Who's up to the challenge? 3

$F=a+b+{ c }+\frac { 1 }{ a } +\frac { 1 }{ b } +\frac { 1 }{ c } +\ln(abc)$ Hence, $\nabla F=\begin{pmatrix} 1-\frac { 1 }{ { a }^{ 2 } } +\frac { 1 }{ a } \\ 1-\frac { 1 }{ { b }^{ 2 } } +\frac { 1 }{ b } \\ 1-\frac { 1 }{ { c }^{ 2 } } +\frac { 1 }{ c } \end{pmatrix}$ Since the equation is symmetric and we're looking for $a,b,c$ such that $\nabla F=0$ we can solve for when $1-\frac{1}{x^2}+\frac{1}{x}=0$

There is a unique positive root to $1-\frac{1}{x^2}+\frac{1}{x}$ , hence $a,b,c$ must all be equal to this value at equilibrium.

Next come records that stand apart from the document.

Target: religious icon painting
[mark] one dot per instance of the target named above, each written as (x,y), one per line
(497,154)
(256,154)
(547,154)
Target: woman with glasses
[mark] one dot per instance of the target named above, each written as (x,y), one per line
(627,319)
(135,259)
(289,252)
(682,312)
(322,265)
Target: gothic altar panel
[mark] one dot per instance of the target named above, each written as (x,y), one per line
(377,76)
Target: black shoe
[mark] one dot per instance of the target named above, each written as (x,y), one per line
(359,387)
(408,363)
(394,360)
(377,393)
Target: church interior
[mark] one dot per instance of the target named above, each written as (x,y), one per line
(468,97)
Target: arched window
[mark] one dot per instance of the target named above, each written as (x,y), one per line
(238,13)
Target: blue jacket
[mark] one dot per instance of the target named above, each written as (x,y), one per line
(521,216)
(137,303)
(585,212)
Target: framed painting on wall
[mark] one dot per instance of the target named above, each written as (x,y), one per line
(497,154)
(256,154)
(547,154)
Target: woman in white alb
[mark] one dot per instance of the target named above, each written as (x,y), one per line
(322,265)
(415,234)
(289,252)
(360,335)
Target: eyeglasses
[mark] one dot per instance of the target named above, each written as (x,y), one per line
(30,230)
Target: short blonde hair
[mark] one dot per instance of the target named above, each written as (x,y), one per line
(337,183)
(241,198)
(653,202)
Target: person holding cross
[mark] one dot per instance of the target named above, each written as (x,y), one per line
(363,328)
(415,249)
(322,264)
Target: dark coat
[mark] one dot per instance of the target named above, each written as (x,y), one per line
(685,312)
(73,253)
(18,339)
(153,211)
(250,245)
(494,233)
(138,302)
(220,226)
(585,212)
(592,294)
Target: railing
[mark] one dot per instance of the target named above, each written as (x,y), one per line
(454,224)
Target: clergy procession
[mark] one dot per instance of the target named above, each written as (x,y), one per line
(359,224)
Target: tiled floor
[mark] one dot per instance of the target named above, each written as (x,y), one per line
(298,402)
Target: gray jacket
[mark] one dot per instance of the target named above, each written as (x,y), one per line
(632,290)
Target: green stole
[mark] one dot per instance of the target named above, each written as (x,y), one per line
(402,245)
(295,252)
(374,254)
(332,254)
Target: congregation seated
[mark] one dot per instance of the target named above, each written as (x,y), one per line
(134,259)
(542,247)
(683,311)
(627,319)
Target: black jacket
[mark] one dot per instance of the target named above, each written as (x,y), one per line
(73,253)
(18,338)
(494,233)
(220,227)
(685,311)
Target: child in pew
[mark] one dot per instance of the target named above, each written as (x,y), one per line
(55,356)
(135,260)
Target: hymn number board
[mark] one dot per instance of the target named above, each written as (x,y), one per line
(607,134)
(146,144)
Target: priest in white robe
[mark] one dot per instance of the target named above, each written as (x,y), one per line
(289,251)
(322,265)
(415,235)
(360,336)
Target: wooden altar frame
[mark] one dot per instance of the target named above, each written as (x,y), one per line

$1-\frac { 1 }{ { a }^{ 2 } } +\frac { 1 }{ a } =0$ $a=-\phi \quad or\quad \phi -1$ Since only one value of $a$ is positive, namely $\phi-1$ , we can proceed to take the hessian. $H(a,b,c)=\begin{bmatrix} 1+\frac { 2 }{ { a }^{ 3 } } -\frac { 1 }{ { a }^{ 2 } } & 0 & 0 \\ 0 & 1+\frac { 2 }{ { b }^{ 3 } } -\frac { 1 }{ { a }^{ 2 } } & 0 \\ 0 & 0 & 1+\frac { 2 }{ { c }^{ 3 } } -\frac { 1 }{ { c }^{ 2 } } \end{bmatrix}$ $H(\phi -1,\phi -1,\phi -1)\approx \begin{pmatrix} 6.854 & 0 & 0 \\ 0 & 6.854 & 0 \\ 0 & 0 & 6.854 \end{pmatrix}$

The determinant of the first,second,and third principal minors of the matrix above are positive which implies that this is a local minimum. After plugging in we obtain $\min{F(a,b,c)} \approx 5.2$

At minima of the F, a+1/a+ln(a), b+1/b+ln(b) and c+1/c+ln(c) individually are at their minima since a b and c are independent of each other. Individually finding the minima of any of the above and then multiplying by 3 gives the answer

$A.M.\ge G.M.\\ \frac { a+b+c+\frac { 1 }{ a } +\frac { 1 }{ b } +\frac { 1 }{ c } }{ 6 } \ge \sqrt [ 6 ]{ \frac { a.b.c }{ a.b.c } } \\ =>a+b+c+\frac { 1 }{ a } +\frac { 1 }{ b } +\frac { 1 }{ c } \ge 6\quad \\ we\quad know\quad that\quad \ln { x } >0\\ =>a+b+c+\frac { 1 }{ a } +\frac { 1 }{ b } +\frac { 1 }{ c } +\ln { x } >6\quad \\ min\quad a+b+c+\frac { 1 }{ a } +\frac { 1 }{ b } +\frac { 1 }{ c } +\ln { x } =6$